Sama halnya seperti yang dialami oleh ketiga informan di atas. Mereka mencari tau makna cinta sebenarnya melalui pacaran. Pacaran dianggap merupakan suatu cara yang efektif dalam melihat pasangan sebelum menuju ke jenjang pernikahan. Dengan berpacaran mereka dapat mengetahui baik atau tidaknya berhubungan dengan seseorang. Akan tetapi, pacaran yang mereka lakukan tidak sesuai dengan “makna” pacaran di mata masyarakat pada umumnya. Mereka melakukan pacaran beda agama. Pacaran dengan latar belakang agama yang berbeda masih dianggap suatu hal tidak wajar pada masyarakat, meskipun banyak juga yang menganggap itu merupakan fenomena yang wajar dan biasa. Namun, pacaran yang dilakukan itu berdasarkan keinginan pribadi. Mereka tidak mempermasalahkan soal pandangan yang berbeda dari orang-orang lainnya. Justru dengan pacaran yang mereka lakukan saat ini membuat mereka semakin berpandangan luas, humanis dan lebih dekat kepada Tuhan.
 Perdebatan pemaknaan terhadap pacaran pun mulai mereka alami ketika pacaran mereka berada di dalam ranah keluarga. Orang tua merupakan faktor utama dalam menentukan pasangan. Orang tua merasa tidak suka jika anaknya memiliki pacar yang berbeda latar belakang keagamaannya. Orang tua lebih suka ketika anaknya berpacaran dengan pasangan yang berasal dari latar belakang agama yang sama. Orang tua yang seperti ini memiliki pola otoriter dalam mengasuh anak-anaknya. karena, anak-anaknya tidak diperbolehkan berpacaran sesuai dengan kriteria yang ia senangi melainkan harus berdasarkan peraturan-peraturan tertentu yang telah diterapkan oleh orang tua.
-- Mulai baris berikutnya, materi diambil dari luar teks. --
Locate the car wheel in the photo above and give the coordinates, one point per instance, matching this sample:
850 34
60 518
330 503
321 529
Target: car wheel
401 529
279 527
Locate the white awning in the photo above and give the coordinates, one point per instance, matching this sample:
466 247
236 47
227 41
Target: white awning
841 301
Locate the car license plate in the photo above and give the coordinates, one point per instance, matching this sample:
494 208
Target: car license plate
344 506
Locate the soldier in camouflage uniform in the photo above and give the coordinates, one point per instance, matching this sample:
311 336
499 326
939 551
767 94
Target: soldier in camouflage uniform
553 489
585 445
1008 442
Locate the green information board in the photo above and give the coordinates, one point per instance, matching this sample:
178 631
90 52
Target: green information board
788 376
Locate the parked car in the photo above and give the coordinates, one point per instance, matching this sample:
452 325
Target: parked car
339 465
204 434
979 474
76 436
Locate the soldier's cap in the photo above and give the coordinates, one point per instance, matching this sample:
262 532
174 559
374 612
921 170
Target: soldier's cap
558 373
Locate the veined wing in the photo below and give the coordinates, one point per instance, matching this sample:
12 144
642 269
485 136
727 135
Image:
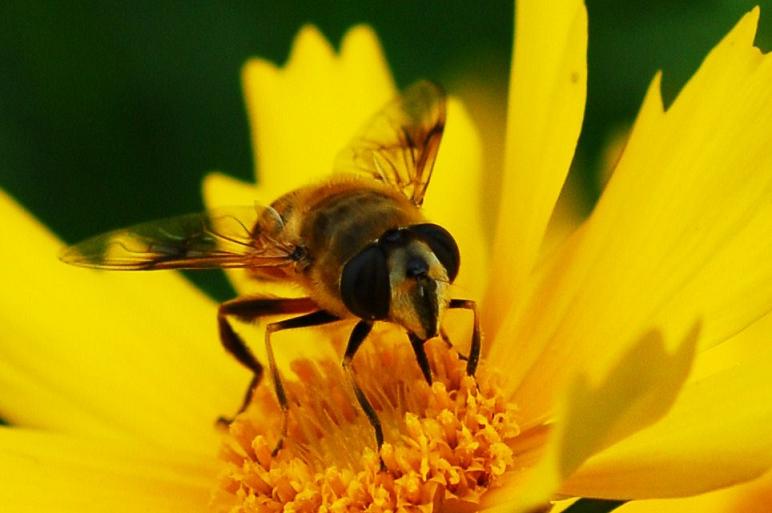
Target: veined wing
230 237
399 145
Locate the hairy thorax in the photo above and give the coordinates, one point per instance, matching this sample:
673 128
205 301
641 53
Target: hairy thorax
334 220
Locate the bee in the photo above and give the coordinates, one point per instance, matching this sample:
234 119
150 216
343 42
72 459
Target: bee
356 243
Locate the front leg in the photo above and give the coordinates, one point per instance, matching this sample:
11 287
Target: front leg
474 350
248 309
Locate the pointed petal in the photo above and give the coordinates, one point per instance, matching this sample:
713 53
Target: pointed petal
716 435
546 104
455 196
68 475
304 113
98 347
636 392
682 230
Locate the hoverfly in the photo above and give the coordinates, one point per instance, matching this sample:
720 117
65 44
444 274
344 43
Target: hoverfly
356 243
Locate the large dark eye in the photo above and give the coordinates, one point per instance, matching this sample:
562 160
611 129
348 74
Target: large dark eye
442 245
364 285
Perlakuan yang dilakukan oleh orang tua terhadap anak yang seperti ini membuat anak merasa jenuh. Akibat dari kejenuhan yang mereka alami, mereka akan terus menjalani kehidupannya seperti yang dirasakan saat ini atau bahkan berani untuk mengambil tindakan yang lebih nekat lainnya.

II.  Saran
Pacaran merupakan hal yang umum yang sering kita temui saat ini. Namun di lain sisi, pemaknaan orang terhadap pacaran itu sendiri berbeda-berbeda sehingga sebagian orang ada yang melakukan pacaran beda agama. Orang tua yang mengetahui anaknya yang berpacaran beda agama tidak seharusnya bertindak otoriter. Karena, anak sama halnya seperti manusia lainnya, yaitu ingin merasakan cinta, meski cinta yang ia dapatkan itu salah menurut orang tuanya. Jika orang tua terlalu mengekang anak, maka emosional anak akan memberontak sehingga dapat terjadi kemungkinan-kemungkinan yang tidak diharapkan sebelumnya.
Ketika orang tua mengetahui anaknya pacaran beda agama seharusnya didiskusikan terlebih dahulu, jangan langsung berkata-kata kasar. Sebagaimana halnya yang telah dijelaskan di dalam Pola asuh yang bergaya otoritatif yang mendorong anak untuk bebas tetapi tetap memberikan batasan dan mengendalikan tindakan-tindakan mereka. Adanya sikap orang tua yang hangat dan bersifat membesarkan hati anak, dan komunikasi dua arah yang bebas membuat anak semakin sadar dan bertanggung jawab secara sosial sehingga membuat anak lebih dewasa dalam menanggapi suatu hal.




[1] H., Drs. Khairuddin, Sosiologi Keluarga, 1985, (Yogyakarta: Nurcahaya), hal. 12

[2] http://family.jrank.org/pages/1679/Symbolic-Interactionism.html, diakses pada tanggal 28 Mei 2011, pukul 20:15
[3] Baumrind, D. (197 l). Current patterns of parental authority. Developmental Psychology Monograph, 4 (1, Pt. 2).

[4] Baumrind, D. (1978). Parental disciplinary patterns and social competence in children. Youth and Society, 9, 239-276.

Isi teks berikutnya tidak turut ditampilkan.